Just a week ago, any comparison between Jimmy Carter and Joe Biden would’ve seemed a stretch. A week ago, we were poised for another strong jobs report, and the Dow had closed above 34,500. Today? Not so stretchy at all.
As the Daily Wire’s Joseph Curl writes, “With long gas lines across the country, sky-high inflation, and rising unemployment, Carter decided to blame Americans for the country’s woes. … Things in America seem to be moving along the same path nowadays. The parallels are by no means perfect, but the optics are certainly similar.”
Unemployment is indeed up, and that’s in large part due to our government paying people not to work. Not so, though, says Biden, or maybe kinda sorta. You figure it out: “I know there’s been a lot of discussion since Friday — since Friday’s report that people are being paid to stay home rather than go to work,” said the president on Monday. “Well, we don’t see much evidence of that. That is a major factor — we don’t see that — that — look, it’s easy to say — the line has been, because of the generous unemployment benefits, that it’s a major factor in labor shortages.”

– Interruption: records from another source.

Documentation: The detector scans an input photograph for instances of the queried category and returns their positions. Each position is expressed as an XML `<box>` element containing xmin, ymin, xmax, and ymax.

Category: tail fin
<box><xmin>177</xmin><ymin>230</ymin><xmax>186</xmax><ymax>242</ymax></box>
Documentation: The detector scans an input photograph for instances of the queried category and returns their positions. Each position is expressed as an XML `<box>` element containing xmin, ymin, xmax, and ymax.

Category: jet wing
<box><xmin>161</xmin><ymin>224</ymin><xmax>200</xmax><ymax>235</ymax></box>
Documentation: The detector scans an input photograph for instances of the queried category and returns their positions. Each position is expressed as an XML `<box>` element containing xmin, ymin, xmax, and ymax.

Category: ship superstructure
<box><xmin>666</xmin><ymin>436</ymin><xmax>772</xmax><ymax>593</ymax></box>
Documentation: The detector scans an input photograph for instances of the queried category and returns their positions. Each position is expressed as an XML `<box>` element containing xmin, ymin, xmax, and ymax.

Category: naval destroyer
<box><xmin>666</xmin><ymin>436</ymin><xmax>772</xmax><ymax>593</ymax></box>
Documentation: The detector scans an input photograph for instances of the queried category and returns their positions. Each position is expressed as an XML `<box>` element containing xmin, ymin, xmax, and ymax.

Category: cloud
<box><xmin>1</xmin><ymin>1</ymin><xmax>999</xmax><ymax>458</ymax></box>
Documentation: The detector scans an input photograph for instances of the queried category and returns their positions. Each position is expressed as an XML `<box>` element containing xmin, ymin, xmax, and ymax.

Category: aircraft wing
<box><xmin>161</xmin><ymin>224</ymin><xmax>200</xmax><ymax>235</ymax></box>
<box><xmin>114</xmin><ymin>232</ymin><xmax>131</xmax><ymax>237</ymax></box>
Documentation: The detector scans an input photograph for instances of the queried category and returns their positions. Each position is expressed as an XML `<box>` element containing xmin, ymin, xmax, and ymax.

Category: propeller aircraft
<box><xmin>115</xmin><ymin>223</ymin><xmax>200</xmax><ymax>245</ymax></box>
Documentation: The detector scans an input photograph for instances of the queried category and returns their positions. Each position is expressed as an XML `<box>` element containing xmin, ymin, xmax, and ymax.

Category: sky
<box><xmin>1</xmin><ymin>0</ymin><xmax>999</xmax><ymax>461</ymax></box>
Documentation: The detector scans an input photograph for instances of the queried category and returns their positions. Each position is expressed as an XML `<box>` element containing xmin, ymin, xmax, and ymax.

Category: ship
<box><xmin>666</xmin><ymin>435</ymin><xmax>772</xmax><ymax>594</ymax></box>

As for gas, this week’s cyberattack caused a shortage and a spike in prices, but the average cost of a gallon was $2.36 before Biden took office, and it’s now nearly $3.00 — unless you live in woebegone California, where the average cost is $4.11 a gallon.
Are these comparisons to Carter unfair? One observer clearly thinks so. “I see that everybody is comparing Joe Biden to Jimmy Carter,” noted former President Donald Trump yesterday. “It would seem to me that is very unfair to Jimmy Carter. Jimmy mishandled crisis after crisis, but Biden has CREATED crisis after crisis.”
He’s got a point.
To be sure, we’re nowhere near Carteresque levels of bone-crushing inflation. Yet. And Biden’s economic ineptitude hasn’t yet inspired a brand-new word such as Carter’s “stagflation,” which combines the miserable troika of persistently high inflation, high unemployment, and economic stagnation.
But if Scranton Joe starts donning cardigan sweaters and talking about a crisis of confidence, we can then start to be afraid. Very afraid.